Tertulias las hay de diferente pelaje y condición, a cada paso más extremas o decantadas por una línea, lo que dificulta aún más hacerse una idea real o aproximada de lo que está ocurriendo. Escuchamos lo que queremos escuchar y por eso sintonizamos la cadena que nos ofrece lo que esperamos, la que dice las cosas claras, la que no miente, la independiente. Eso sí, hasta el dial más extremo, sea de uno u otro signo, debe mostrar apariencia de pluralidad y claro, nunca faltará el extravagante con ideas extrañas al grupo para que el oyente o espectador tenga aún más claro cuál es el camino correcto. Verdaderos generadores de opinión, gozan de amplio y extraño poder. Hace años dudaba si esta gente no estaría al servicio de colores, de partidos políticos; por entonces, todavía tierno, aún confiaba en valores como la independencia.

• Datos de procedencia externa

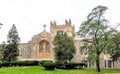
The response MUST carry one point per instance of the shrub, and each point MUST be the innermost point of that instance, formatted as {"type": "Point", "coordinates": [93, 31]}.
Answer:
{"type": "Point", "coordinates": [73, 65]}
{"type": "Point", "coordinates": [49, 65]}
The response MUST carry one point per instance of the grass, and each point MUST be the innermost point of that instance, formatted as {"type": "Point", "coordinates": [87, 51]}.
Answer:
{"type": "Point", "coordinates": [40, 70]}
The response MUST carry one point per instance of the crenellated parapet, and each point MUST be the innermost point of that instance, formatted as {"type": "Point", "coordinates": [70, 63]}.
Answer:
{"type": "Point", "coordinates": [68, 27]}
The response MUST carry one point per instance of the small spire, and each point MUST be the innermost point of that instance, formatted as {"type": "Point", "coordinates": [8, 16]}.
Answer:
{"type": "Point", "coordinates": [44, 26]}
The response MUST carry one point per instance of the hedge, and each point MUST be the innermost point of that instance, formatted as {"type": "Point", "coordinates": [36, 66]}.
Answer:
{"type": "Point", "coordinates": [49, 65]}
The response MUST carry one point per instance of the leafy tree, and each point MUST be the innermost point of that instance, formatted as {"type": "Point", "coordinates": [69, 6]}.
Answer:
{"type": "Point", "coordinates": [116, 51]}
{"type": "Point", "coordinates": [11, 52]}
{"type": "Point", "coordinates": [96, 33]}
{"type": "Point", "coordinates": [2, 48]}
{"type": "Point", "coordinates": [64, 47]}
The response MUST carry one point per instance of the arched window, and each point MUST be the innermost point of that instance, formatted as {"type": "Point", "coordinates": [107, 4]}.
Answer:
{"type": "Point", "coordinates": [44, 46]}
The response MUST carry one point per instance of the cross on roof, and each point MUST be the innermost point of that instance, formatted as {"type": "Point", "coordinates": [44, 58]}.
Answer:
{"type": "Point", "coordinates": [44, 26]}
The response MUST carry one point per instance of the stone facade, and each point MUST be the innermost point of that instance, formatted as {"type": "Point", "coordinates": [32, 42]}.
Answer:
{"type": "Point", "coordinates": [41, 46]}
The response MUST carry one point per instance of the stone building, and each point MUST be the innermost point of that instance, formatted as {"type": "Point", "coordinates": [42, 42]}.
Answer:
{"type": "Point", "coordinates": [41, 46]}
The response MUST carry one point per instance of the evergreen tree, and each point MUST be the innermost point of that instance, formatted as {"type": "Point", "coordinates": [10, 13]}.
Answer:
{"type": "Point", "coordinates": [64, 47]}
{"type": "Point", "coordinates": [11, 52]}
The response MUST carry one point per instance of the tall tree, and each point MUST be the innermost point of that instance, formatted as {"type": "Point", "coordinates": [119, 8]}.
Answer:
{"type": "Point", "coordinates": [64, 47]}
{"type": "Point", "coordinates": [96, 32]}
{"type": "Point", "coordinates": [11, 52]}
{"type": "Point", "coordinates": [2, 48]}
{"type": "Point", "coordinates": [116, 51]}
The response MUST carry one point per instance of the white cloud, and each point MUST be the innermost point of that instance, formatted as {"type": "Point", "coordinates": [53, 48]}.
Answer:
{"type": "Point", "coordinates": [30, 15]}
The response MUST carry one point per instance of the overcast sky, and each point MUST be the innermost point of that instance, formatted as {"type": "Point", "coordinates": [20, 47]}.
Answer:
{"type": "Point", "coordinates": [29, 16]}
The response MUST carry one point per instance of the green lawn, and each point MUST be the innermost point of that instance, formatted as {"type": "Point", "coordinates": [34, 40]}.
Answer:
{"type": "Point", "coordinates": [40, 70]}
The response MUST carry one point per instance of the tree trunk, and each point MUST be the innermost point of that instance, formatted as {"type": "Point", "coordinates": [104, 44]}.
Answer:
{"type": "Point", "coordinates": [98, 63]}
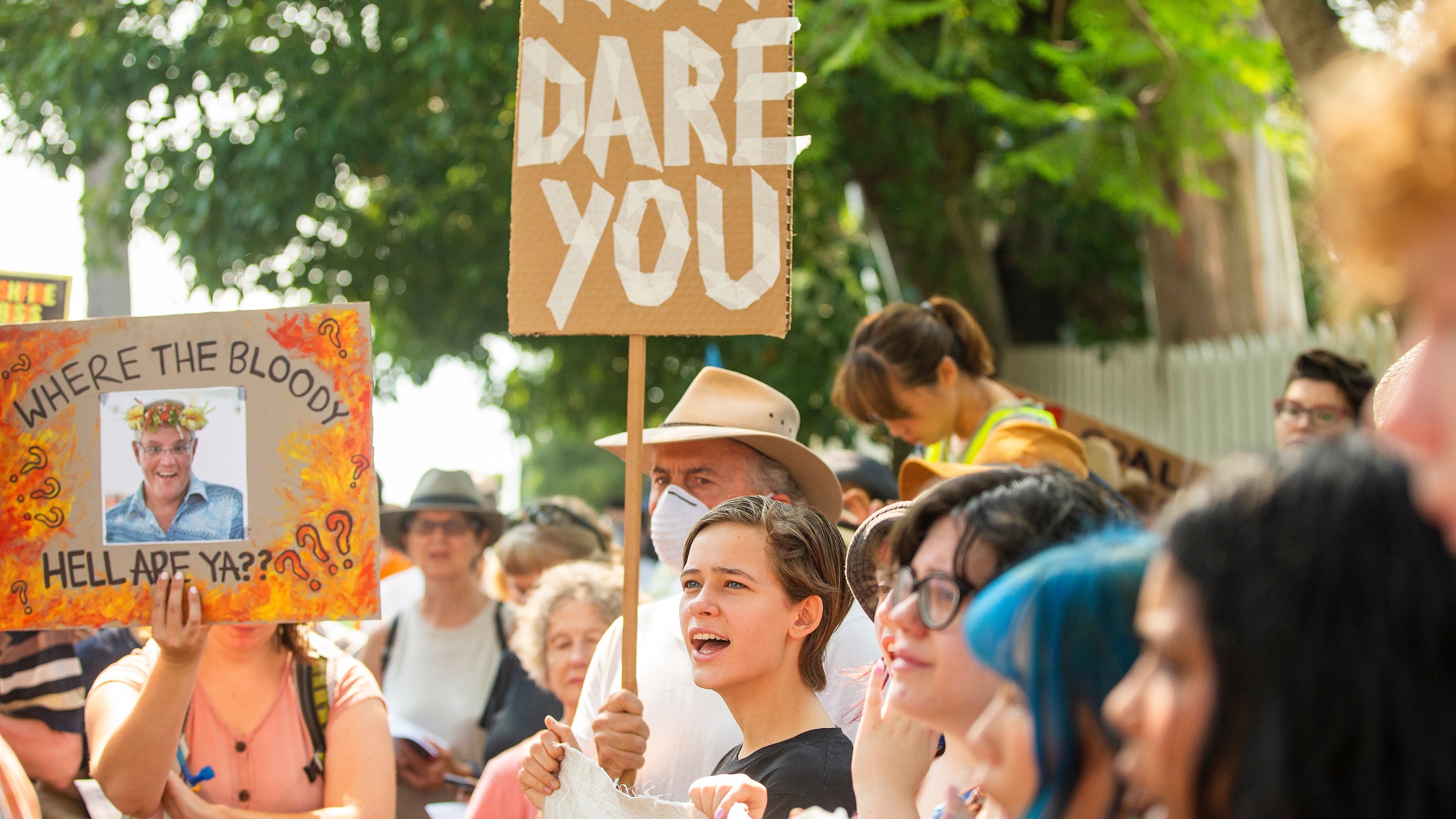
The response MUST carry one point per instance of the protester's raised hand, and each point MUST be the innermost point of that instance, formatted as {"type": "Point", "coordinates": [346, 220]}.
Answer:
{"type": "Point", "coordinates": [537, 774]}
{"type": "Point", "coordinates": [892, 755]}
{"type": "Point", "coordinates": [714, 796]}
{"type": "Point", "coordinates": [177, 626]}
{"type": "Point", "coordinates": [621, 734]}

Ahora no, ahora ya más cínico por edad, sé que toda la tropa tiene su sueldo –sea de una u otra forma- y su opinión está al servicio de unos intereses muy concretos y delimitados.
El mal se extiende y en lugar de pensar por ti mismo, aun reconociendo el carácter utópico de tal afirmación, podríamos morir en el intento tratando de buscar o entender qué está pasando realmente ahí fuera. Sin embargo, como balance final, me temo que todo se reduce a una amalgama de apuntes y medias verdades de las que debemos extraer el jugo que más nos convenga. He sido testigo de reuniones de familia –muy dadas al debate político, por cierto-, donde se reproducen bochornosos giros y expresiones literales de alguno de los tertulianos más conocidos. Es cuando me da por pensar en su perniciosa y creciente influencia, en que detrás de esa saturación de información, no hay más que manipulación. Realmente nos encontramos más desinformados y desamparados que nunca. De todas formas es lógico que las televisiones o las radios apuesten por una fórmula barata que les ocupa un amplio espacio y les garantiza una audiencia.
Los hay que se han convertido en verdaderas estrellas mediáticas y llevan un vertiginoso ritmo de apariciones en radio y televisión además de publicación de artículos y libros. Vida estresante y al límite ¿Para cuándo una serie sobre el cuerpo a semejanza de “policías”, “médicos” o “abogados”?
¿Recordáis lo triste que era la vida hace años cuando no se estilaba el formato, cuando el único debate del que teníamos noticia y que tal vez por eso, siempre era muy “mentao”, era el de Hermida sobre los toros, la mili o el feminismo?
"Cabezas parlantes" desde Nueva York.